Our hearts have also been through the wringer in the last few years: through the grief and conflict and exhaustion of a global pandemic, and before that the hardship of the floods.  We’ve been through the agony of a national reckoning about race, reopening wounds that go back to the founding of our nation.  We’ve weathered the brutal divisiveness of contentious and just plain ugly elections at the state and national level.  And now this: the slaughter of nineteen elementary school children and their teachers.  

And like the disciples, amidst all this chaos and carnage and calamity, it’s easy for us to start feeling like maybe God has abandoned us.  It can be hard to perceive God’s presence in the midst of events like these – hard to see how God may be forging a path forward when it feels like we are just trapped in the same endless cycles of violence and division.

But Jesus knows the hearts of his anxious disciples.  He knows our hearts.  And he says to them, ‘Listen, remember that these are the words I spoke to you while I was still with you – that everything written about me in the law of Moses, the prophets, and the psalms must be fulfilled.’  And then he gently opens their minds to understand what has been written in the scriptures.  He reassures them as he did on the night when he was betrayed – when he told them he would not leave them orphaned.  He now tells them again; I am sending to you what my Father promised: the Holy Spirit – the Advocate – the transformative and holy power that will give you the strength and hope you need to be my witnesses in Jerusalem, in all Judea and Samaria, and to the ends of the earth.

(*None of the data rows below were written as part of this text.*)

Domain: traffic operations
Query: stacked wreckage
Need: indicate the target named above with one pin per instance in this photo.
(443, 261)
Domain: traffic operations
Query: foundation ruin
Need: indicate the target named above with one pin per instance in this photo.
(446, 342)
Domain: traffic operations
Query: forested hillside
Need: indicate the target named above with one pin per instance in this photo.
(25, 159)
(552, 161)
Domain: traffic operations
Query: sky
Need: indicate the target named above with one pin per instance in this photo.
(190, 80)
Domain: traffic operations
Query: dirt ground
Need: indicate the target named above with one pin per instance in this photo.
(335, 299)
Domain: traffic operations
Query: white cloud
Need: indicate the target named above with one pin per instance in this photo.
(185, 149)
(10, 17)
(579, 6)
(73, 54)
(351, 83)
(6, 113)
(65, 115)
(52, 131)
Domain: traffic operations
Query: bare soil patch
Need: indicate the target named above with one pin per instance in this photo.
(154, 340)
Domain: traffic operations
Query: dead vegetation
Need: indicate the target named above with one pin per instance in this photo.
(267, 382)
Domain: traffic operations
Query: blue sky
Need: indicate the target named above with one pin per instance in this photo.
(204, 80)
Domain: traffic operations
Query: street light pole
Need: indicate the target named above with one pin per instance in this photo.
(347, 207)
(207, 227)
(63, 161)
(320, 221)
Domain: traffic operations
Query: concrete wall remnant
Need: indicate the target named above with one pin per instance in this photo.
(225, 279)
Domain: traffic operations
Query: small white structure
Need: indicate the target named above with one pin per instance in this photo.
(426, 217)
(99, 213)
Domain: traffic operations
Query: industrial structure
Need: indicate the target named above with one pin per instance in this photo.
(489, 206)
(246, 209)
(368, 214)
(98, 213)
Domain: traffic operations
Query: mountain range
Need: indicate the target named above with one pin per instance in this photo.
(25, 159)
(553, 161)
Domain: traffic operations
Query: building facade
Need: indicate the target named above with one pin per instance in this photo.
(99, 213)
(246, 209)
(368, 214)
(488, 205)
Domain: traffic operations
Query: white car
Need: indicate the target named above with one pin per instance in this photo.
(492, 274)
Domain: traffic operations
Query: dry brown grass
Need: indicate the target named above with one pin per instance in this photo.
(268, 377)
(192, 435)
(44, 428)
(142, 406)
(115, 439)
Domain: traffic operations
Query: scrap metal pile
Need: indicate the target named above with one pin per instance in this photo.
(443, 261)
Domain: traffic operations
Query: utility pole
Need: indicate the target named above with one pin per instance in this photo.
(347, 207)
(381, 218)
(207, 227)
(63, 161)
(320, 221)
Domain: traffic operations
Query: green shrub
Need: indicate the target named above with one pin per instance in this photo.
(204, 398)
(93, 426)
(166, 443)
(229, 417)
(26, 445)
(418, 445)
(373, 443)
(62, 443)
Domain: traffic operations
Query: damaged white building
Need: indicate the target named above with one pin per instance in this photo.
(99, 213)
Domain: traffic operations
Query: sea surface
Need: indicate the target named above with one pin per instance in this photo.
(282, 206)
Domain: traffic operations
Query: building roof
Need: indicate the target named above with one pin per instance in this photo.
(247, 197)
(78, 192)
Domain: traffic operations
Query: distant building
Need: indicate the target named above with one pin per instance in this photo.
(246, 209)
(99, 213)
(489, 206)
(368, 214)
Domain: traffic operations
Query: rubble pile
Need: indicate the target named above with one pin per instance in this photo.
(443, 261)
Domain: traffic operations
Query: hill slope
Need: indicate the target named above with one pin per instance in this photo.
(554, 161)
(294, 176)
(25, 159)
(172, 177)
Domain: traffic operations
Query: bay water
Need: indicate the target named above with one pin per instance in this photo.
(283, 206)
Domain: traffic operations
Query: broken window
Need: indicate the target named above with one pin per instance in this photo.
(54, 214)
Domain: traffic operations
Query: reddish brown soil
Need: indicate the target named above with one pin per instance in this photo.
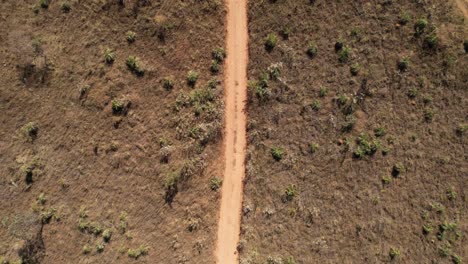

And God keeps God’s promise.  Ten days later the disciples will be gathered together to observe the Jewish Feast of Weeks when the Holy Spirit blows in like a hurricane.  Through the sound of rushing wind and flame, the Spirit will give them this glorious revelation of God’s mission – and of their part in it – a vision of salvation and mercy that is more expansive and amazing than they had ever imagined.  And the Spirit will gift them with different languages, equipping them for the work they are now being called and sent out to do.  From an uncertainly happy ending to an anxious and ambiguous time of waiting, the disciples will joyfully set forth on the new path laid before them, eager to participate in God’s redemptive work for the whole world.  

But for today, these disciples still stand just outside Bethany – confused and a little crestfallen – still staring at the sky and trying not to feel like they’ve just been abandoned by the one in whom they placed all their hope.  

And today we acknowledge the truth that God is sometimes frustratingly beyond us – that God sometimes seems most absent in the moments when we need to feel God’s presence the most; that all too often God is ambiguous and mysterious when we just want answers we can wrap our brains around.  

Yet today we also remember that God is faithful, even in those moments; and that God never leaves us abandoned.  When God’s time table is not our time table – as is usually the case – God asks us to trust, remembering how God has been faithful to us in the past; God asks us to wait and watch expectantly, and to pray.  And through faith we find that, little by little, God opens our minds and our hearts to understand – as Jesus did with his disciples – leading us not only into understanding, but into our calling as partners in God’s saving mission for the world.

Today I feel in my heart this prayer that the author of our second reading writes to the members of the church at Ephesus:  I pray that the God of our Lord Jesus Christ, the Father of glory, may give us all a spirit of wisdom and of revelation as we continue to grow deeper in our knowledge of God – so that, with the eyes of our hearts enlightened, we may know what is the hope to which we have been called… and what is the immeasurable greatness of God’s power for us who believe.

Today may not be the day that God’s kingdom comes; it may not be the happy ending that we long for.  But we can trust that the whole story is in God’s hands, from beginning to end. We can remember that God is faithful and keeps God’s promises.  And we can have faith that, with God, there will always be more to the story – no matter how the story is told.